The universal approximation theorem states that a feed-forward neural network with a single hidden layer containing a finite number of neurons can approximate any continuous function (provided some assumptions on the activation function are met) to an arbitrary precision [1]. If the function jumps around or has large gaps, we won’t be able to approximate it.

We create an example neural network as a function approximator for a policy function, which solves a model equation.

As a starting point we use our model to approximate

\[f(x) = 0.2+0.4x^2 + 0.3x*sin(15x)+0.05*cos(50x)\]

in the interval $[0, 1]$ with a neural network having 1 hidden layers with 100 neurons.

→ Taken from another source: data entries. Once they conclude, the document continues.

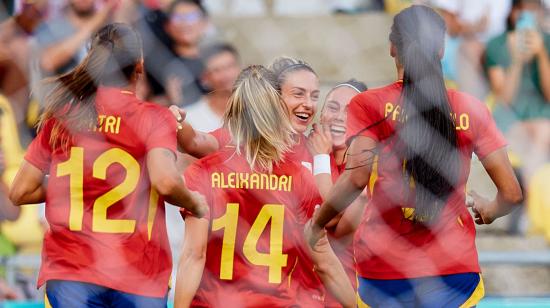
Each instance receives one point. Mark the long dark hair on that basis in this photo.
(111, 61)
(427, 137)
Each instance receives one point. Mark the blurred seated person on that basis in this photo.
(26, 232)
(222, 67)
(15, 35)
(518, 66)
(175, 78)
(61, 43)
(7, 210)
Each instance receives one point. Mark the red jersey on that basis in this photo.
(256, 242)
(388, 245)
(107, 226)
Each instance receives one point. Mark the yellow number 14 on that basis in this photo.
(275, 260)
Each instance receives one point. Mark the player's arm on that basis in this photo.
(192, 261)
(509, 193)
(330, 270)
(7, 210)
(165, 179)
(351, 183)
(319, 144)
(191, 141)
(28, 187)
(196, 143)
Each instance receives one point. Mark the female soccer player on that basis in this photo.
(333, 119)
(251, 243)
(299, 86)
(111, 164)
(415, 246)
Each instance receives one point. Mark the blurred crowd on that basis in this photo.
(497, 51)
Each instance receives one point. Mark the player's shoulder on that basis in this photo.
(379, 95)
(225, 157)
(461, 101)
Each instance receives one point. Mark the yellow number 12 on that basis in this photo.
(74, 168)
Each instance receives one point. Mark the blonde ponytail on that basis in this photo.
(258, 119)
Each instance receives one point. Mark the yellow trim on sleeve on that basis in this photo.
(476, 296)
(46, 301)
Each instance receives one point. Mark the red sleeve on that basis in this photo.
(39, 152)
(162, 133)
(196, 179)
(487, 138)
(363, 116)
(222, 135)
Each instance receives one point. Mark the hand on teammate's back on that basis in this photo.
(200, 207)
(178, 113)
(320, 140)
(483, 209)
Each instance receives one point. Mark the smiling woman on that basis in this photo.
(299, 89)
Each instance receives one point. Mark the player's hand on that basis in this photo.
(320, 140)
(173, 87)
(482, 208)
(179, 114)
(313, 233)
(316, 238)
(534, 43)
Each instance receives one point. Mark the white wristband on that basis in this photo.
(321, 164)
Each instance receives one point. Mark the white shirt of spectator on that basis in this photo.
(202, 118)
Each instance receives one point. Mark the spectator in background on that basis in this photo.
(470, 24)
(7, 210)
(222, 67)
(179, 74)
(15, 33)
(518, 66)
(63, 41)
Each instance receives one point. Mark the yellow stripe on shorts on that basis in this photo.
(477, 295)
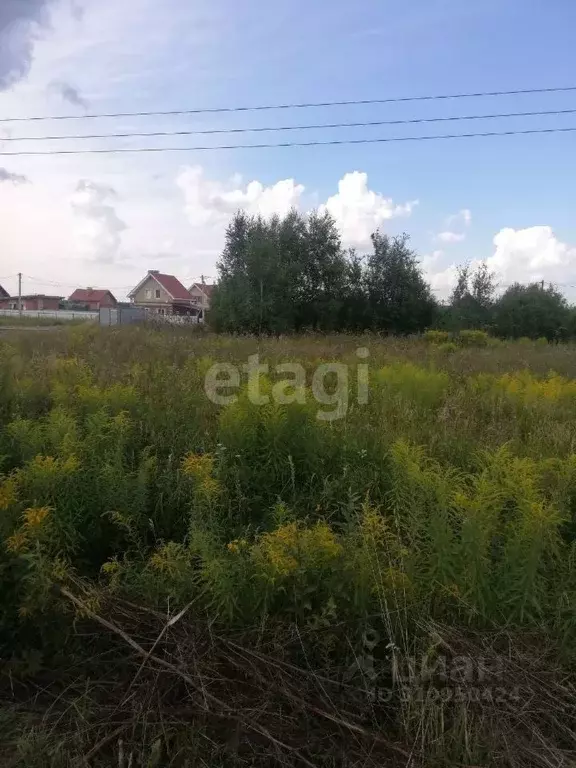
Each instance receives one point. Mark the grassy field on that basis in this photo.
(188, 583)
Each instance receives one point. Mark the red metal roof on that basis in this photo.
(173, 286)
(89, 294)
(205, 287)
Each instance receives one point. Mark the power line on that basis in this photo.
(211, 131)
(308, 105)
(333, 142)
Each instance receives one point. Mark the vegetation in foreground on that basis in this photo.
(189, 584)
(291, 274)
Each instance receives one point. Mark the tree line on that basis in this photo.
(291, 274)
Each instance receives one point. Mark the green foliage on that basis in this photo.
(533, 311)
(436, 337)
(292, 274)
(473, 338)
(449, 496)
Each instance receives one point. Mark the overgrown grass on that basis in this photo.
(439, 514)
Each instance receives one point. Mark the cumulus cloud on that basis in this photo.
(455, 223)
(451, 237)
(69, 93)
(462, 218)
(359, 211)
(14, 178)
(520, 255)
(99, 226)
(20, 21)
(211, 203)
(535, 253)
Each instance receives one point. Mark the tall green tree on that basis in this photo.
(532, 310)
(291, 274)
(399, 300)
(472, 300)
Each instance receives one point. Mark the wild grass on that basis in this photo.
(252, 570)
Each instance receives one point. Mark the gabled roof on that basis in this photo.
(204, 287)
(171, 285)
(90, 294)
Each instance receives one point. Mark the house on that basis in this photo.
(163, 295)
(34, 303)
(92, 299)
(201, 295)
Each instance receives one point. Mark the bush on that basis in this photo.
(442, 506)
(436, 337)
(473, 338)
(448, 348)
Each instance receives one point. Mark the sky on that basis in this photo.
(103, 220)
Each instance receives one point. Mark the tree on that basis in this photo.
(291, 274)
(398, 298)
(472, 299)
(533, 311)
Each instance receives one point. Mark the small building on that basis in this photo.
(38, 302)
(163, 295)
(93, 299)
(201, 296)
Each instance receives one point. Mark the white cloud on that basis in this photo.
(530, 254)
(212, 203)
(359, 211)
(523, 255)
(454, 223)
(14, 178)
(20, 21)
(463, 217)
(100, 228)
(451, 237)
(69, 93)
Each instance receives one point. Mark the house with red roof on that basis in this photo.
(92, 299)
(163, 295)
(201, 295)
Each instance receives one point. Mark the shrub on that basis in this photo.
(436, 337)
(448, 348)
(473, 338)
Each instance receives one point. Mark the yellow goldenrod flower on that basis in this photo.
(197, 465)
(17, 542)
(35, 516)
(7, 493)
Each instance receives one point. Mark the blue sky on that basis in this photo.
(106, 219)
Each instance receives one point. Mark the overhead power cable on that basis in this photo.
(371, 123)
(307, 105)
(332, 142)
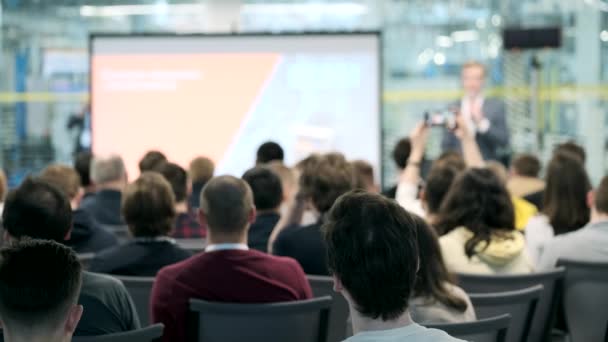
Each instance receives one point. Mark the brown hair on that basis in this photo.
(201, 170)
(601, 196)
(325, 178)
(65, 178)
(565, 195)
(227, 202)
(526, 165)
(148, 205)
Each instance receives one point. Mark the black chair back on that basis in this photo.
(493, 329)
(298, 321)
(148, 334)
(547, 304)
(520, 304)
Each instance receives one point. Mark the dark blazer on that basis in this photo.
(493, 144)
(104, 207)
(138, 257)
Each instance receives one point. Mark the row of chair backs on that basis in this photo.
(542, 322)
(585, 299)
(300, 321)
(149, 334)
(493, 329)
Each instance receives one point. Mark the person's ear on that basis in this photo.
(73, 318)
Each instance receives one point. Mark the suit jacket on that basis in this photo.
(495, 142)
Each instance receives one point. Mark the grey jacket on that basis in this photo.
(494, 143)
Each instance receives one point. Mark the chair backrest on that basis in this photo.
(139, 288)
(520, 304)
(298, 321)
(486, 330)
(85, 259)
(547, 303)
(585, 299)
(338, 326)
(148, 334)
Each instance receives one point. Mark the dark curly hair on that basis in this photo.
(479, 201)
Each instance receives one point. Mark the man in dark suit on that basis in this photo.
(485, 116)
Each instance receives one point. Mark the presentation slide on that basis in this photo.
(223, 96)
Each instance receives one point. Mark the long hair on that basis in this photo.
(565, 196)
(479, 201)
(433, 275)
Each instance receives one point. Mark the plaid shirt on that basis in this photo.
(187, 226)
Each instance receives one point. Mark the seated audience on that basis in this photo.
(38, 210)
(110, 177)
(86, 235)
(322, 181)
(364, 176)
(148, 206)
(228, 271)
(524, 181)
(523, 209)
(373, 257)
(565, 206)
(477, 221)
(586, 244)
(151, 161)
(267, 197)
(436, 298)
(39, 286)
(200, 172)
(186, 223)
(269, 151)
(401, 154)
(82, 165)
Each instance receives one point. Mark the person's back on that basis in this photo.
(37, 209)
(227, 271)
(149, 209)
(368, 238)
(589, 243)
(39, 284)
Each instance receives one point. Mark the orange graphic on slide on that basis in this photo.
(182, 105)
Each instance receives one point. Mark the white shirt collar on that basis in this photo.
(226, 247)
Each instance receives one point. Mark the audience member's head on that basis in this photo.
(66, 179)
(266, 187)
(82, 164)
(401, 152)
(151, 160)
(39, 210)
(324, 178)
(526, 165)
(177, 178)
(148, 206)
(289, 181)
(227, 209)
(364, 176)
(565, 195)
(39, 287)
(433, 277)
(573, 149)
(478, 201)
(372, 254)
(269, 151)
(599, 204)
(108, 172)
(201, 170)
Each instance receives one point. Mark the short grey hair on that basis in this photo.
(107, 169)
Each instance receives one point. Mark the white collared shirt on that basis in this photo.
(226, 247)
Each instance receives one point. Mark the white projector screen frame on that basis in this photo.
(117, 134)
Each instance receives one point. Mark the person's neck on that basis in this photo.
(181, 207)
(361, 323)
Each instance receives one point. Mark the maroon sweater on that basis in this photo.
(234, 276)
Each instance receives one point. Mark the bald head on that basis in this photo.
(227, 205)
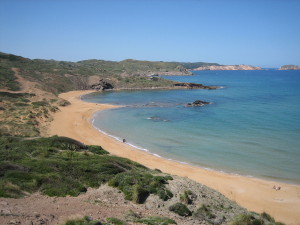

We measure precisions uusing the mean squared error log10.

import math
import numpy as np

import torch
import torch.nn as nn
import torch.optim as optim
import torch.nn.functional as F

import matplotlib.pyplot as plt


def hidden_init(layer):
    fan_in = layer.weight.data.size()[0]
    lim = 1. / np.sqrt(fan_in)
    return (0, lim)

class neural_net(nn.Module):
    """Actor (Policy) Model."""

    def __init__(self, num_states, hidden_size, num_policies, dropout):
        """Initialize parameters and build model.

        Params
        ======
            num_states (int): Number of states
            num_policies (int): Number of policies
            hidden_size (int): Number of nodes in first hidden layer, sequential ones will have proportionally less
        """
        # Neural net has input, output, and two hidden layers
        super(neural_net, self).__init__()
        self.input_layer = nn.Linear(num_states, hidden_size)
 
        self.dropout_layer = nn.Dropout(p=dropout)
        self.output_layer = nn.Linear(hidden_size, num_policies)
        self.cuda()

    def forward(self, state):
        x = F.relu(self.input_layer(state))
        out = self.output_layer(x)
        return out
device = "cuda"
def ten(x): return torch.from_numpy(x).float().to(device)


def numpize(cuda_tensor):
    return cuda_tensor.cpu().detach().numpy()

class approx():
   
  def __init__(self, grid, n_neurons:int=100, lr:float = 0.0005):
      # self.grid_min =  1.07312 
      # self.grid_max = 20.38941
      self.grid = grid
      self.n_neurons = n_neurons
      self.grid = ten(grid).unsqueeze(1)
      self.lr = lr

      self.policy_net = neural_net(1, self.n_neurons, 1, 0.0001)
      self.optimizer = optim.Adam(self.policy_net.parameters(), lr=lr)
                  
  def train(self):
      policy = self.policy_net(self.grid)
      criterion = torch.nn.MSELoss()
      policy.cuda()

      for episode in range(30000):
          policy = self.policy_net(self.grid)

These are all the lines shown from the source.